Islamic, Byzantine and Latin Exchange Systems in the Mediterranean (800-1150)
Chris Wickham University of Oxford, Emeritus
February 5, 2021 · 1:00 pm—2:30 pm · Zoom
Program in Near Eastern Studies; Humanities Council; Center for Collaborative History
Public Lecture on Zoom – Registration Required at:
https://princeton.zoom.us/webinar/register/WN_iz9K7Ms0QRyYvNILhdrQLg
How did Mediterranean trade work, and how did it change from a low point in the eighth century to the great trade cycle of the central Middle Ages? Storylines have long focused on Italian shipping, but Egyptian documents and advances in archaeology show a far more complex picture.
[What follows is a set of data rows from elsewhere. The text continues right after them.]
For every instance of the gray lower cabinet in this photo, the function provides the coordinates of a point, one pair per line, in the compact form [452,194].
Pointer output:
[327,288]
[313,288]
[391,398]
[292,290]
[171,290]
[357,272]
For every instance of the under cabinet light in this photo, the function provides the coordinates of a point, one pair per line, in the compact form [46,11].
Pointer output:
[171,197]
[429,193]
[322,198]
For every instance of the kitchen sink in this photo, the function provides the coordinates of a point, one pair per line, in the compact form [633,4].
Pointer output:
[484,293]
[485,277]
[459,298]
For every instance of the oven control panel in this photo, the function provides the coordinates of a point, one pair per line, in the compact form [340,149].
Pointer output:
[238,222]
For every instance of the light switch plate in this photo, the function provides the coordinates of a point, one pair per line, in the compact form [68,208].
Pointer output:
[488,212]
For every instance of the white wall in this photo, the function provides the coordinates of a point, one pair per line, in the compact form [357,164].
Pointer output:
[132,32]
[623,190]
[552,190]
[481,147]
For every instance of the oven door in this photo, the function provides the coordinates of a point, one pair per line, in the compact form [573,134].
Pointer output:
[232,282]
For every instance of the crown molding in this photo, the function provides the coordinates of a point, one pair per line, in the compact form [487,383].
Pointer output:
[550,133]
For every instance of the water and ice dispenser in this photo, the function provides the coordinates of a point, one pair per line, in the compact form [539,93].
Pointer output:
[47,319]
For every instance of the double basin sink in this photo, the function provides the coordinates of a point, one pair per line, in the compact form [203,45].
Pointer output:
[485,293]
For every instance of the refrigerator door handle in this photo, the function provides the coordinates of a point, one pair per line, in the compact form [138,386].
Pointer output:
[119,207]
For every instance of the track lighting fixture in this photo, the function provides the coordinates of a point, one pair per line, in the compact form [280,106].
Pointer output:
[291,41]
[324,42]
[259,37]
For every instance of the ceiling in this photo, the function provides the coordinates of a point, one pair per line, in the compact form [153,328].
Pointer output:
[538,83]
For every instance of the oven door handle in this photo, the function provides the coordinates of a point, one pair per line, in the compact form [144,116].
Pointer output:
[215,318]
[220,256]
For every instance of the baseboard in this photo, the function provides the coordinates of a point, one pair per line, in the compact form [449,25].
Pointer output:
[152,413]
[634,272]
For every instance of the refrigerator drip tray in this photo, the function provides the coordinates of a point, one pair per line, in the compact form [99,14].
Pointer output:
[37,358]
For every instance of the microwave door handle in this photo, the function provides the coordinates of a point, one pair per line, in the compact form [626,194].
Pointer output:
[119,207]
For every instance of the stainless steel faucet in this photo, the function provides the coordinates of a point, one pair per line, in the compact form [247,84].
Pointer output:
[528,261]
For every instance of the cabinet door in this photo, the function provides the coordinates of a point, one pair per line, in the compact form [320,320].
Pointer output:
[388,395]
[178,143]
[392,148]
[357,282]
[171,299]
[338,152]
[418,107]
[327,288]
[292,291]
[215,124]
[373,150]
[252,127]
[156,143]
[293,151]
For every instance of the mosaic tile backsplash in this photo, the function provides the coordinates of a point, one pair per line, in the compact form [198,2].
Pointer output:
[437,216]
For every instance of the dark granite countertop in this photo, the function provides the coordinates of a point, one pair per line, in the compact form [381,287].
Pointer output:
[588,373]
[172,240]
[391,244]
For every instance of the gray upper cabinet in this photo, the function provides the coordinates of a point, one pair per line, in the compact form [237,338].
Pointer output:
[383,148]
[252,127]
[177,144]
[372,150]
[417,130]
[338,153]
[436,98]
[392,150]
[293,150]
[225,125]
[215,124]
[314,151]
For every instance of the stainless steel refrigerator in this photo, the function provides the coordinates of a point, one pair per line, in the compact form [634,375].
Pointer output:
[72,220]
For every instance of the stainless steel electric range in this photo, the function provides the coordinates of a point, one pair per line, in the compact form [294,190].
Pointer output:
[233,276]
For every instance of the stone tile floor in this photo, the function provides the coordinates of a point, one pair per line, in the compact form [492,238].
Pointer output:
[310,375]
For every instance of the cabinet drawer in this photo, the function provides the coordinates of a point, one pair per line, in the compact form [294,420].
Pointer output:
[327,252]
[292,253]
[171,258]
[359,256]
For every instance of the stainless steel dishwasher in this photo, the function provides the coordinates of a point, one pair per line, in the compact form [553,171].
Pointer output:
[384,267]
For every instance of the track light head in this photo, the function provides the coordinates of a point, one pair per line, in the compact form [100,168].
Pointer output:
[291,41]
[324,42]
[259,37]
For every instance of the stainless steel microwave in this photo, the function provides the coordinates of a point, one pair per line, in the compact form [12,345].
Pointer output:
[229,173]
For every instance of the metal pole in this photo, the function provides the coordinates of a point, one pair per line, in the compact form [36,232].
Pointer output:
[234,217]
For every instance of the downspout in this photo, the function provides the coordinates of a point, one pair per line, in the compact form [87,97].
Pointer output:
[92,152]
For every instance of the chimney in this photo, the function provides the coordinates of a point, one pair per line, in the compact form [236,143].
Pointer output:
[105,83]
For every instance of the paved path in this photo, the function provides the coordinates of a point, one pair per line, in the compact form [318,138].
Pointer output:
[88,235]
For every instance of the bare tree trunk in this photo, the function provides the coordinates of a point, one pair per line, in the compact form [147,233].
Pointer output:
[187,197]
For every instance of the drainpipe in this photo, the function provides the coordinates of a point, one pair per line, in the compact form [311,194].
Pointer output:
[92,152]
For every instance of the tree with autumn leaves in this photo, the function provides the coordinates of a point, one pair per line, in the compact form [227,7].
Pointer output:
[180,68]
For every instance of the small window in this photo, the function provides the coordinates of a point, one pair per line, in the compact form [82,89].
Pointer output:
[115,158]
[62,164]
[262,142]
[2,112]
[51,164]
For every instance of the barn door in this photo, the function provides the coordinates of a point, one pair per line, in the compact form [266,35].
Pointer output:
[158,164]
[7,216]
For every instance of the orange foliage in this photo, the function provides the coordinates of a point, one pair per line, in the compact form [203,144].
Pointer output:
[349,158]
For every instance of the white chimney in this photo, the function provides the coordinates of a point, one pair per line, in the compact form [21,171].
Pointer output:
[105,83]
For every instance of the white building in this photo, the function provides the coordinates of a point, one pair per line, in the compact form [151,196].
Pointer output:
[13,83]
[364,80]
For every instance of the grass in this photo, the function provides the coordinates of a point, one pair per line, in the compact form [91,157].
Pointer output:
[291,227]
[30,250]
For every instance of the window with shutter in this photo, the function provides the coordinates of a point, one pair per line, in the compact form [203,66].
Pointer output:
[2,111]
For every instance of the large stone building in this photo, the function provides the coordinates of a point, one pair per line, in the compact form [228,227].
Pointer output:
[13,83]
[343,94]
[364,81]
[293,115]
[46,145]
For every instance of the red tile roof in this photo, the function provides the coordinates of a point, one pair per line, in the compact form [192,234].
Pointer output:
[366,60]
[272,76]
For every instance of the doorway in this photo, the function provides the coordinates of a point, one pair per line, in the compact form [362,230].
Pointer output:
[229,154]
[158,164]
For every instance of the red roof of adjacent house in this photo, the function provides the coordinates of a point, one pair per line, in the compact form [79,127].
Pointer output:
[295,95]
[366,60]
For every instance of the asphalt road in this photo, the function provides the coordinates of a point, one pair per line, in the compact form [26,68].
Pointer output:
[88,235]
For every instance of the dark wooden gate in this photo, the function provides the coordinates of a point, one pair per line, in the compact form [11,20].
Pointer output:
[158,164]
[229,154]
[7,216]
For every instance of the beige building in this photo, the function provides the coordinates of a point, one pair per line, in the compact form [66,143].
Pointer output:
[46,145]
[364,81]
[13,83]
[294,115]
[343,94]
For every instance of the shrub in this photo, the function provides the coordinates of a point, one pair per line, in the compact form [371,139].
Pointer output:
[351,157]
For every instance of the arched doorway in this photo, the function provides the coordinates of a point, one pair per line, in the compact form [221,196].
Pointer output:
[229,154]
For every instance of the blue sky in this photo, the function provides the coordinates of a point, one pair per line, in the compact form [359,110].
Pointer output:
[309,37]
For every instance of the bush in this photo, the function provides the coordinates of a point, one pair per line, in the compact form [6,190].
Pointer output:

Chris Wickham is Chichele Professor of Medieval History emeritus at the University of Oxford and Fellow of All Souls College, and will be Director of the British School at Rome, January through July 2021. He is the author of numerous books on medieval rural and urban Italy as well as highly acclaimed comparative histories of Late Antiquity and the early Middle Ages, most recently Medieval Europe (Yale UP, 2016). He is currently writing a comparative history of the Mediterranean ca. 950–1180, synthesizing textual and archeological evidence for long-distance and regional exchange.